Baca juga: Sinergi Bank dan Tekfin Untungkan UMKM
Tingkat wanprestasi
Ukuran untuk melihat tingkat wanprestasi atau kelalaian penyelesaian kewajiban yang tertera dalam perjanjian di atas 90 hari sejak tanggal jatuh tempo, P2P lending menggunakan indikator TWP90. Pada Maret 2023, rasio TWP90 P2P lending mencapai 2,81 persen atau meningkat dibandingkan dengan bulan sebelumnya, yakni 2,61 persen.
OJK secara khusus mengawasi platform-platform yang memiliki rasio TWP90 di atas 5 persen. Sedikitnya terdapat 23 perusahaan P2P lending yang memiliki TWP90 di atas 5 persen atau sekitar 22,55 persen dari total 102 penyelenggara.
Kepala Eksekutif Pengawas Perasuransian Lembaga Penjamin dan Dana Pensiun Ogi Prastomiyono dalam keterangan tertulis, Jumat (5/5), menyampaikan, jumlah perusahaan P2P lending yang memiliki TWP90 di atas 5 persen berfluktuasi.
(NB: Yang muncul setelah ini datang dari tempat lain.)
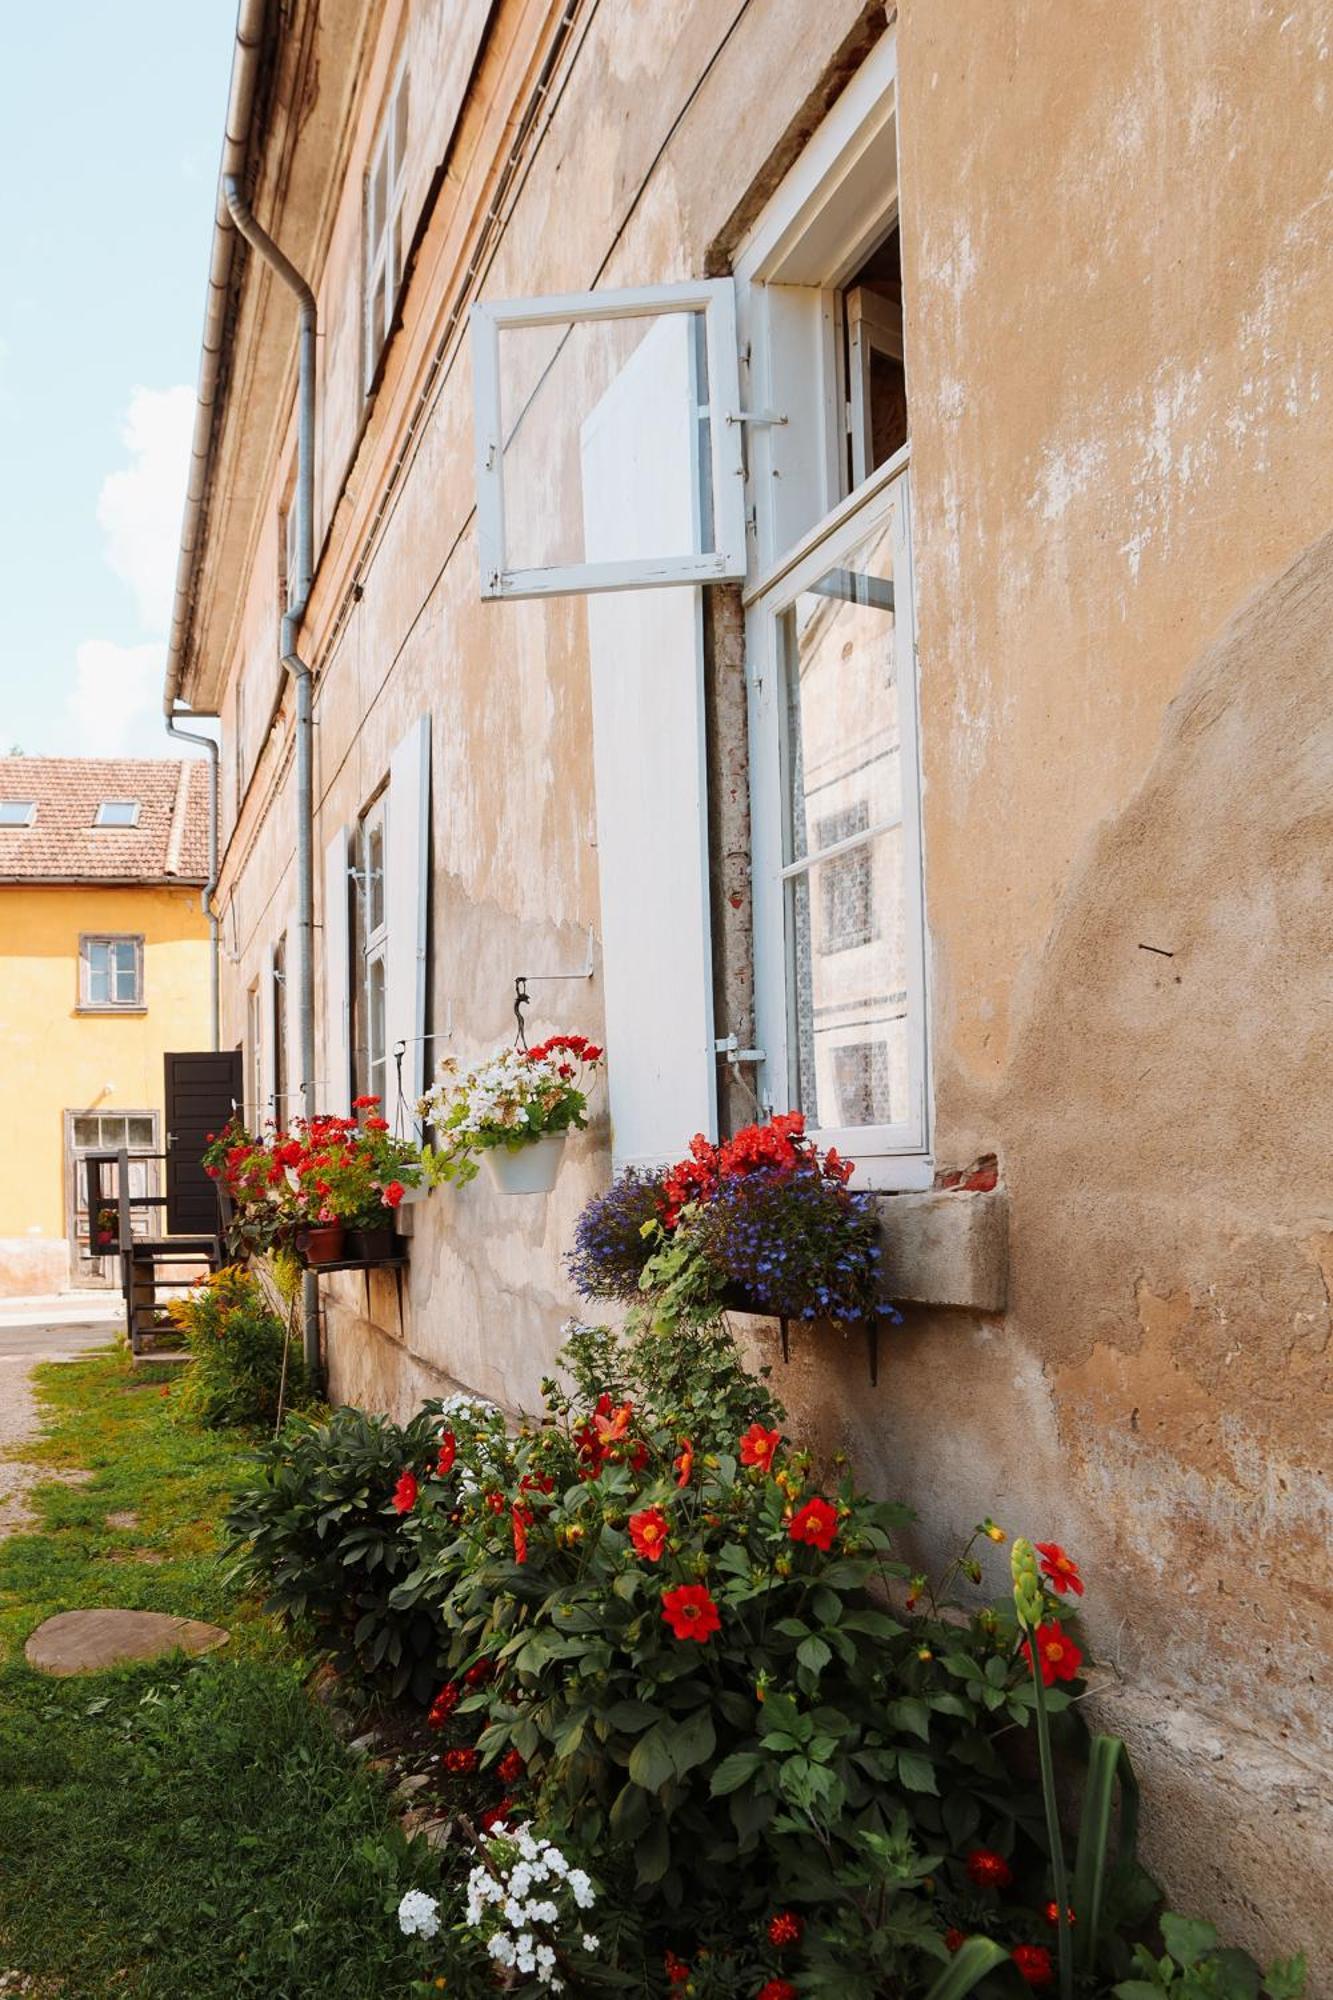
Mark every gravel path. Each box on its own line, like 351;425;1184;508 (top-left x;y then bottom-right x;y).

Pada Desember 2022, misalnya, jumlahnya mencapai 21 perusahaan, lalu bertambah menjadi 25 perusahaan pada Januari 2023, dan berkurang menjadi 19 perusahaan pada bulan selanjutnya.
”Perubahan jumlah TWP90 dalam tekfin P2P lending selalu dinamis. Namun, OJK terus memonitoring kualitas pendanaan setiap bulannya,” ujarnya.
Terdapat beberapa faktor yang memengaruhi TWP90, yakni kemampuan platform memfasilitasi penyaluran dana sehingga dapat memengaruhi outstanding pendanaan dan besarnya pendanaan yang masuk dalam periode macet. Lalu, kualitas credit scoring kepada calon penerima pinjaman.
Ogi menambahkan, kualitas proses penghimpunan pinjaman yang sedang berjalan juga berpengaruh terhadap tingkat TWP90. Di sisi lain, kerja sama dengan ekosistem, seperti penyediaan fasilitas asuransi kredit dan lainnya, turut memengaruhi tingkat TWP90.
Baca juga: Pembiayaan Tekfin Masih Terpusat di Jawa
”Terhadap penyelenggara yang memiliki TWP90 di atas 5 persen, OJK melakukan pembinaan dan meminta mereka mengajukan rencana aksi perbaikan pendanaan macet. OJK memonitor pelaksanaan rencana aksi tersebut dengan ketat. Jika kondisinya lebih buruk, OJK melakukan tindakan pengawasan lanjutan sesuai dengan ketentuan yang berlaku,” ucap Ogi.
Di samping itu, OJK turut mewajibkan penyelenggara P2P lending untuk memublikasi data kualitas pinjaman dalam rangka transparansi dan perlindungan terhadap konsumen. Ini dilakukan agar para konsumen dan calon konsumen dapat memonitor langsung data kualitas pinjaman suatu platform P2P lending.